Em agosto recebi um convite inesperado, o de fazer uma open class do Método DeRose no Parque Olhos d’água. Sem muita expectativa, fui contente em um domingo ensolarado. Não tinha nem idéia de que estava indo de encontro à minha profissão. Adorei as técnicas aprendidas, senti um incremento na disposição ao longo de toda a semana.
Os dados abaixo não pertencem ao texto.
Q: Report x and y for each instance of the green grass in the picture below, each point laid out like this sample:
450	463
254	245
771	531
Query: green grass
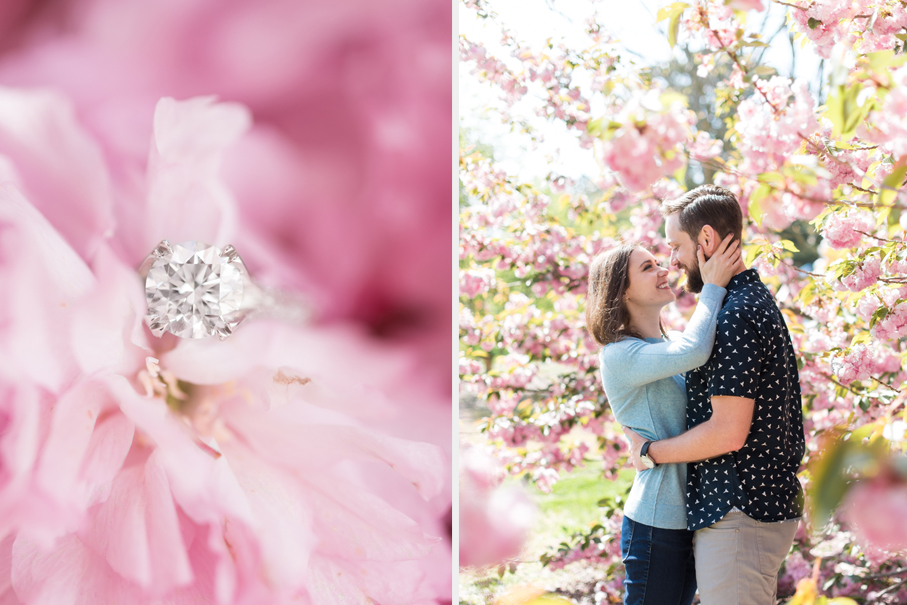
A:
571	506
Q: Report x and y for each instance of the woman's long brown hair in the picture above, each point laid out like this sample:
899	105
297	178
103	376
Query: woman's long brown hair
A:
607	317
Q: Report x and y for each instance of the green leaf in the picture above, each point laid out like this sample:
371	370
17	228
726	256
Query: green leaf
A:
788	245
755	204
752	253
880	314
672	13
854	114
835	110
861	338
674	29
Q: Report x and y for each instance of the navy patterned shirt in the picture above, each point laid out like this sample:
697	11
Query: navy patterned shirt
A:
753	357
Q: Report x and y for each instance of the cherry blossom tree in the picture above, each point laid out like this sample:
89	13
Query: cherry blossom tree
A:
826	159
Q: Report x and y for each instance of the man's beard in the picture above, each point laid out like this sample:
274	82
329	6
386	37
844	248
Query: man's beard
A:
694	279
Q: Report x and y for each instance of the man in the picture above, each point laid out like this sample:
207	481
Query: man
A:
744	438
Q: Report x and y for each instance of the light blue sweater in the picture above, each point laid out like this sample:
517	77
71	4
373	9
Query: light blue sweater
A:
646	391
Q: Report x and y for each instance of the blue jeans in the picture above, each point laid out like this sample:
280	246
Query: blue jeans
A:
659	564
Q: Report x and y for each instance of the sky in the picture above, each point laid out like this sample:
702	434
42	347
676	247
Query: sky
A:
632	22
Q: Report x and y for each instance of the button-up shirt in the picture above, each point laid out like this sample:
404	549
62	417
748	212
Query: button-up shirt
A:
753	358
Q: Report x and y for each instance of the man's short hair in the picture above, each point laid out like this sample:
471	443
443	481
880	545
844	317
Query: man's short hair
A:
707	205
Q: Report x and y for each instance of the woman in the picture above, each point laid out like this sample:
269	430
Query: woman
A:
641	371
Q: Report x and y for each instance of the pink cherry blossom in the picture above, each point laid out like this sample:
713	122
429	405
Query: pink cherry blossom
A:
346	161
254	470
494	519
871	506
747	5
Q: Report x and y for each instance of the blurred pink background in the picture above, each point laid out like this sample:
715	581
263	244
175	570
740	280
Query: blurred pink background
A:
344	182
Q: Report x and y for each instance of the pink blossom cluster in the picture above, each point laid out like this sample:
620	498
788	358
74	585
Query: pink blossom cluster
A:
564	100
773	122
138	469
857	364
844	166
642	154
894	325
600	546
887	127
865	274
495	519
871	506
704	147
715	23
824	22
493	70
866	25
476	282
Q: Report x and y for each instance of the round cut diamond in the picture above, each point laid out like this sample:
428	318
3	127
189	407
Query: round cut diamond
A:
194	290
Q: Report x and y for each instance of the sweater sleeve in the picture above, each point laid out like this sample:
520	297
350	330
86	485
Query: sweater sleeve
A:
635	362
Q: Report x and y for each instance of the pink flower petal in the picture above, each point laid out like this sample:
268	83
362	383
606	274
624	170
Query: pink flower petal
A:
283	520
60	167
87	443
49	278
355	525
108	332
187	200
204	486
70	574
137	529
284	438
313	351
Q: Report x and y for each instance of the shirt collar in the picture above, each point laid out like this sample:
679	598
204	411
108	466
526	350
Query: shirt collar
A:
750	276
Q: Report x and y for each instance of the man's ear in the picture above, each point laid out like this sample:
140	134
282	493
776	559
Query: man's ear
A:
708	239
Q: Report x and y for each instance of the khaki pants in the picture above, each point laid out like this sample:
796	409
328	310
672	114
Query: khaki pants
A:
738	558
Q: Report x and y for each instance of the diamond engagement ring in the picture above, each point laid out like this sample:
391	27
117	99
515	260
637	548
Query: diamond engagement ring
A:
195	290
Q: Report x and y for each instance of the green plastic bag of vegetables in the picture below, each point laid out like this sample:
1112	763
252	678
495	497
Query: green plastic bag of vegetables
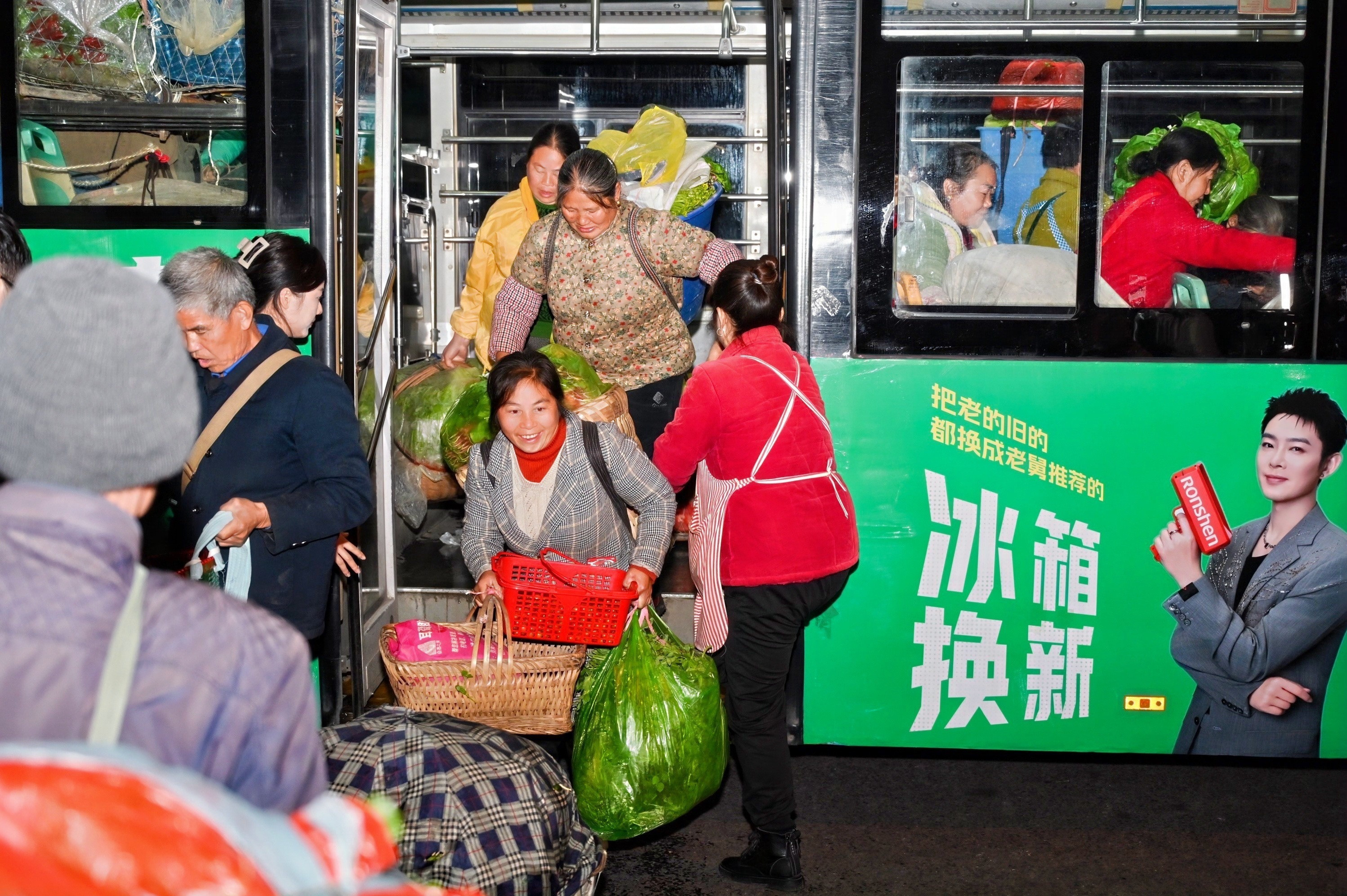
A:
650	736
580	382
1235	183
419	410
467	425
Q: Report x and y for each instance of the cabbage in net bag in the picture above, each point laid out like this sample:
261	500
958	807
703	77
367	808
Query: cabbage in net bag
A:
580	382
1235	183
467	425
421	410
650	736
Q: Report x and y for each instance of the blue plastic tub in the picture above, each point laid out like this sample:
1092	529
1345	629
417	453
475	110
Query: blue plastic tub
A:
693	289
223	67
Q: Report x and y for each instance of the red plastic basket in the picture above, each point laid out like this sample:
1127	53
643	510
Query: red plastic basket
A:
563	602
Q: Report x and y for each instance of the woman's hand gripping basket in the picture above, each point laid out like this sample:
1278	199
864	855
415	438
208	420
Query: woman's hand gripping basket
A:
517	687
558	599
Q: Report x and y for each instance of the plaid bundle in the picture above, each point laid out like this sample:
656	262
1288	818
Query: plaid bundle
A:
480	806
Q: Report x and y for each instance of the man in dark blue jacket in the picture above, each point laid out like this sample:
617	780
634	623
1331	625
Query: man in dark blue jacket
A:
289	465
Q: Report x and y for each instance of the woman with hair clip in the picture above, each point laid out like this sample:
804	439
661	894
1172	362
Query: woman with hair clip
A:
774	542
612	274
499	239
289	276
1152	232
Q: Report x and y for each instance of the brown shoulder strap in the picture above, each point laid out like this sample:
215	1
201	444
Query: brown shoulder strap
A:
231	407
551	251
644	259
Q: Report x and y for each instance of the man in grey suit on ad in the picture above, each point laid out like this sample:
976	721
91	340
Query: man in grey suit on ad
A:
1260	631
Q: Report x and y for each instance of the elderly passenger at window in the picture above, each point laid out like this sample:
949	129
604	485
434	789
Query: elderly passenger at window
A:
939	219
289	467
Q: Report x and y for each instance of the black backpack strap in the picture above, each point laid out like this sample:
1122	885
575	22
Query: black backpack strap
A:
487	460
644	259
551	251
594	452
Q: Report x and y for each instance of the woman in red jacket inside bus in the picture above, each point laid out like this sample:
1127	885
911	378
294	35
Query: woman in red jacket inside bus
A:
1154	232
751	423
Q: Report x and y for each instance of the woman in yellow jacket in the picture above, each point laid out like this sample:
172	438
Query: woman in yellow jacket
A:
500	236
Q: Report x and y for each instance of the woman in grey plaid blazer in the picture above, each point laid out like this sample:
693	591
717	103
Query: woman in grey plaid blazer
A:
540	490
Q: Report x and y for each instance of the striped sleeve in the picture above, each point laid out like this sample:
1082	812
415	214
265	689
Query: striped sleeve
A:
714	258
516	308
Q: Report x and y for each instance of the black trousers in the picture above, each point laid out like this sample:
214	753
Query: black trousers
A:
652	409
764	624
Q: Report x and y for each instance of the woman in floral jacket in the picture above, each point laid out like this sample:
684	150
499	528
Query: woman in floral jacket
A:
612	274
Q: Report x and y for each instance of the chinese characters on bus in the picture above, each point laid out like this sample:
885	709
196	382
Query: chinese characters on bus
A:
965	654
970	426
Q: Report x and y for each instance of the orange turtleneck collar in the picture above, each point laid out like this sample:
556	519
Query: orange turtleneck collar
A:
535	467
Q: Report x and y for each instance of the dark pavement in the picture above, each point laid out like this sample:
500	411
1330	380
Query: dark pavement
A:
892	824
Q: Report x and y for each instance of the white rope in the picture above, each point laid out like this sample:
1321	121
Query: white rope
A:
92	166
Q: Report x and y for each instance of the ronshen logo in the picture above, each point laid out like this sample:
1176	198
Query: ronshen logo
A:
1195	502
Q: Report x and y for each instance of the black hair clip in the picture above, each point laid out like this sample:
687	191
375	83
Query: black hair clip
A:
250	250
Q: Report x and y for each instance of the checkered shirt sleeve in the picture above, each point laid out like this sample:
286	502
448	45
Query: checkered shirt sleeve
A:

Repeti a dose, e o que me surpreendeu foi sentir que de alguma forma aquilo era natural para mim. Ao longo do tempo conheci o Idilyo, o Isaac, o Daniel, a Teresa, o Diogo, o Marcelo. Alguns deles seriam meus colegas, anos depois. Matriculei-me em uma das escolas quando o ano virou e comecei a conhecer mais de perto essa cultura através da literatura, do convívio e das práticas das técnicas.